By contrast, slow wave-triggered averaging of spiking activity in mPFC and hippocampus once again revealed that slow
waves in prefrontal cortex preceded those found in hippocampus (Figure S7F). On the whole, our results suggest that signal propagation in slow wave sleep primarily follows a cortical-hippocampal direction. What determines whether and when a given region transitions into an active state? We hypothesized that this process is not entirely stochastic and is determined by what proportion of its afferents have just transitioned to an active state. To test this possibility, we focused on the amygdala and its afferents. This choice was guided by the fact that projections to the amygdala in primates are mostly ipsilateral and arrive from diverse sources, with a notable contribution from other limbic structures such as entorhinal cortex, cingulate cortex, and hippocampus, as well as medial prefrontal www.selleckchem.com/products/Bosutinib.html this website and orbitofrontal cortices serving mainly as input sources (Amaral et al., 1992 and McDonald,
1998).

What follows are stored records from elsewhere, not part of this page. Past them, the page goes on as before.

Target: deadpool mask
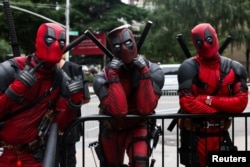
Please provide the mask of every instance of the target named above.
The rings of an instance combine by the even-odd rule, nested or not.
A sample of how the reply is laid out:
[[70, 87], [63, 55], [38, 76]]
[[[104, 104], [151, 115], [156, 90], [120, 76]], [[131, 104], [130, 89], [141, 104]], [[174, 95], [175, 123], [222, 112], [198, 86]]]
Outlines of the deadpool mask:
[[48, 64], [56, 64], [60, 61], [65, 49], [65, 29], [55, 23], [44, 23], [37, 31], [36, 57], [45, 60]]
[[121, 59], [125, 64], [132, 63], [137, 56], [137, 46], [128, 25], [113, 29], [109, 32], [108, 38], [114, 56]]
[[216, 59], [219, 49], [219, 41], [214, 28], [208, 23], [201, 23], [191, 31], [191, 39], [201, 59]]

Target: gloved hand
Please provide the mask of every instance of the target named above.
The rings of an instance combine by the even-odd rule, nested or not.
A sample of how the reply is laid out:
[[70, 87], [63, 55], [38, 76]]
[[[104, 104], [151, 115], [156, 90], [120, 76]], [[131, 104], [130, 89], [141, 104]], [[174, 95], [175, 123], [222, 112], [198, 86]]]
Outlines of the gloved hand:
[[83, 100], [83, 91], [84, 91], [84, 86], [83, 86], [83, 76], [82, 76], [82, 71], [79, 73], [74, 73], [72, 70], [70, 74], [72, 74], [72, 78], [69, 78], [66, 85], [69, 91], [69, 96], [71, 99], [71, 102], [74, 104], [81, 104]]
[[141, 56], [134, 58], [134, 64], [136, 65], [138, 71], [141, 75], [141, 79], [150, 78], [149, 68], [146, 65], [145, 60]]
[[124, 63], [120, 59], [114, 57], [110, 63], [110, 68], [118, 70], [122, 65], [124, 65]]
[[146, 62], [141, 56], [137, 56], [136, 58], [134, 58], [134, 64], [139, 68], [143, 68], [146, 66]]
[[44, 64], [44, 61], [40, 61], [32, 68], [30, 66], [30, 61], [31, 56], [27, 58], [24, 69], [16, 75], [16, 79], [9, 86], [9, 88], [17, 94], [23, 94], [37, 82], [35, 72]]
[[121, 68], [121, 66], [123, 66], [124, 63], [114, 57], [112, 59], [112, 61], [110, 62], [110, 69], [108, 71], [108, 83], [115, 83], [115, 82], [119, 82], [119, 69]]

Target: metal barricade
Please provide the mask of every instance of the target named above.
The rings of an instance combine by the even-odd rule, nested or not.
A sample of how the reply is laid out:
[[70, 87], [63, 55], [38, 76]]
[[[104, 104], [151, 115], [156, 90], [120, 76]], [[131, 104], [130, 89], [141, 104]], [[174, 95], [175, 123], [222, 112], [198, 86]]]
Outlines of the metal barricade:
[[[229, 129], [231, 139], [233, 143], [238, 147], [238, 150], [242, 151], [248, 151], [249, 148], [249, 141], [248, 141], [248, 118], [250, 117], [250, 112], [244, 112], [241, 114], [154, 114], [149, 116], [138, 116], [138, 115], [129, 115], [124, 119], [155, 119], [157, 120], [157, 124], [160, 124], [163, 131], [162, 135], [160, 136], [160, 142], [157, 146], [157, 149], [153, 151], [153, 158], [156, 159], [155, 167], [165, 167], [165, 166], [182, 166], [180, 164], [180, 158], [179, 158], [179, 148], [180, 148], [180, 137], [179, 137], [179, 128], [175, 127], [172, 132], [169, 132], [167, 130], [167, 126], [169, 125], [169, 122], [172, 119], [180, 119], [180, 118], [190, 118], [190, 119], [201, 119], [201, 118], [213, 118], [213, 117], [231, 117], [232, 118], [232, 125]], [[111, 120], [113, 119], [110, 116], [105, 115], [98, 115], [98, 114], [92, 114], [92, 115], [85, 115], [81, 118], [78, 118], [75, 120], [71, 126], [67, 129], [67, 131], [64, 133], [63, 136], [63, 152], [61, 155], [62, 162], [61, 167], [67, 167], [66, 166], [66, 156], [67, 156], [67, 147], [66, 147], [66, 141], [68, 139], [69, 133], [71, 129], [78, 124], [83, 124], [84, 131], [82, 133], [82, 140], [81, 145], [82, 148], [80, 149], [81, 153], [78, 153], [80, 155], [80, 159], [78, 160], [77, 167], [80, 166], [99, 166], [99, 162], [92, 162], [92, 164], [89, 163], [91, 156], [95, 156], [91, 154], [90, 149], [88, 148], [88, 144], [91, 142], [94, 142], [95, 140], [98, 140], [98, 131], [94, 135], [93, 138], [87, 138], [89, 136], [86, 135], [86, 131], [89, 128], [88, 122], [96, 122], [98, 124], [99, 121], [102, 120]], [[209, 126], [209, 125], [207, 125]], [[169, 137], [171, 136], [171, 137]], [[90, 141], [91, 140], [91, 141]], [[79, 150], [78, 150], [79, 151]], [[93, 157], [95, 158], [95, 157]], [[97, 159], [97, 158], [96, 158]], [[95, 161], [96, 161], [95, 159]], [[92, 159], [93, 160], [93, 159]], [[80, 161], [82, 162], [80, 164]], [[94, 161], [94, 160], [93, 160]]]

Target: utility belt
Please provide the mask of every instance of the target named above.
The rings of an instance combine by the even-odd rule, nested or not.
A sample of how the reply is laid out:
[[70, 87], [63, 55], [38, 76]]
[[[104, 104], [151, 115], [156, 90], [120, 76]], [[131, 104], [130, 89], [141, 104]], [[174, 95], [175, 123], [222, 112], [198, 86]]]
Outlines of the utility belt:
[[5, 141], [0, 141], [0, 147], [8, 150], [13, 150], [16, 152], [27, 152], [32, 153], [34, 150], [39, 148], [41, 146], [41, 142], [38, 139], [35, 139], [29, 143], [26, 144], [9, 144]]
[[192, 132], [199, 132], [206, 129], [217, 128], [220, 130], [228, 130], [231, 125], [230, 118], [224, 118], [221, 120], [197, 120], [190, 118], [182, 118], [178, 120], [178, 126], [180, 129], [186, 129]]

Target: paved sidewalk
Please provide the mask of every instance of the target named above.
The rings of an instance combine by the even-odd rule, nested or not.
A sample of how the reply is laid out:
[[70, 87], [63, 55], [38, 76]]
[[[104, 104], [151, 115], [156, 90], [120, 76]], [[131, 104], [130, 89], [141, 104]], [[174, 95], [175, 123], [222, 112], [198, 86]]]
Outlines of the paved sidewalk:
[[[248, 136], [250, 137], [250, 136]], [[177, 148], [176, 148], [176, 140], [175, 136], [166, 135], [164, 138], [164, 165], [168, 167], [177, 167]], [[86, 138], [85, 139], [85, 167], [99, 167], [99, 160], [96, 157], [95, 151], [93, 149], [93, 158], [91, 149], [88, 148], [89, 143], [96, 141], [96, 138]], [[163, 167], [162, 166], [162, 144], [161, 140], [159, 141], [156, 149], [153, 151], [152, 158], [156, 160], [154, 167]], [[245, 137], [244, 136], [237, 136], [235, 137], [235, 145], [238, 147], [238, 150], [243, 151], [245, 150]], [[248, 146], [248, 150], [250, 150]], [[77, 166], [82, 167], [82, 140], [77, 143]], [[96, 162], [95, 162], [96, 161]], [[125, 157], [125, 163], [127, 163], [127, 158]], [[164, 166], [164, 167], [165, 167]], [[179, 167], [184, 167], [183, 165], [179, 164]]]
[[[166, 141], [169, 140], [169, 141]], [[94, 149], [93, 149], [93, 154], [95, 157], [95, 160], [93, 158], [91, 149], [88, 148], [89, 143], [96, 141], [95, 138], [86, 138], [85, 139], [85, 167], [99, 167], [99, 161], [95, 155]], [[82, 167], [82, 140], [80, 142], [77, 143], [77, 167]], [[164, 146], [164, 164], [165, 166], [169, 166], [169, 167], [176, 167], [176, 145], [174, 144], [175, 142], [173, 142], [171, 139], [165, 139], [165, 144]], [[172, 144], [172, 145], [171, 145]], [[162, 166], [162, 147], [161, 147], [161, 141], [159, 141], [156, 149], [153, 151], [153, 155], [152, 158], [154, 158], [156, 160], [154, 167], [163, 167]], [[96, 162], [95, 162], [96, 161]], [[125, 163], [127, 163], [127, 158], [125, 157]], [[180, 167], [183, 167], [182, 165], [180, 165]]]

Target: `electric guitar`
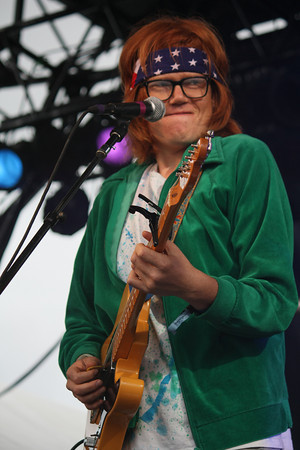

We capitalized on this anatomical organization and examined whether we could predict the occurrence and timing of individual slow waves in the amygdala. Crucially, if transitions into ON periods indeed reflect cumulative drive of anatomical afferents, we expected that we could better predict the occurrence of events on the basis of ipsilateral limbic afferents than on the basis of equivalent contralateral information. To examine this possibility, we inspected data in 17 hemispheres whatever of nine individuals in which signals from amygdala and several other limbic structures were recorded. A linear classifier was trained with a subset of slow waves to utilize information about the occurrence, amplitude, and timing of transitions into population ON periods (positive peaks in depth EEG) in ipsilateral (or contralateral) limbic regions to predict the occurrence and timing of individual slow waves in the amygdala (Experimental Procedures). Its performance was then tested with a separate subset of waves (Figure 8). In all nine individuals, the information from ipsilateral afferent regions led to significantly greater accuracy
in predicting the occurrence of slow waves in the amygdala (p < 1 × 10−39 for all nine individuals). Moreover, ipsilateral prediction accuracy monotonically increased as a function of the number of afferent regions that were made available for classifier training (Figure 8A, red; slope = 0.04% ± 0.005% correct per neighbor). By contrast, contralateral prediction was sometimes at near-chance levels and did not depend as strongly on the number of regions (Figure 8A, blue; significantly smaller slopes; p < 5.4 × 10−4 via paired t test). Along the same line, the timing of individual slow waves in the amygdala (whether they occurred before or after the parietal scalp electrode) could be more accurately predicted with information from ipsilateral afferent regions (p < 1.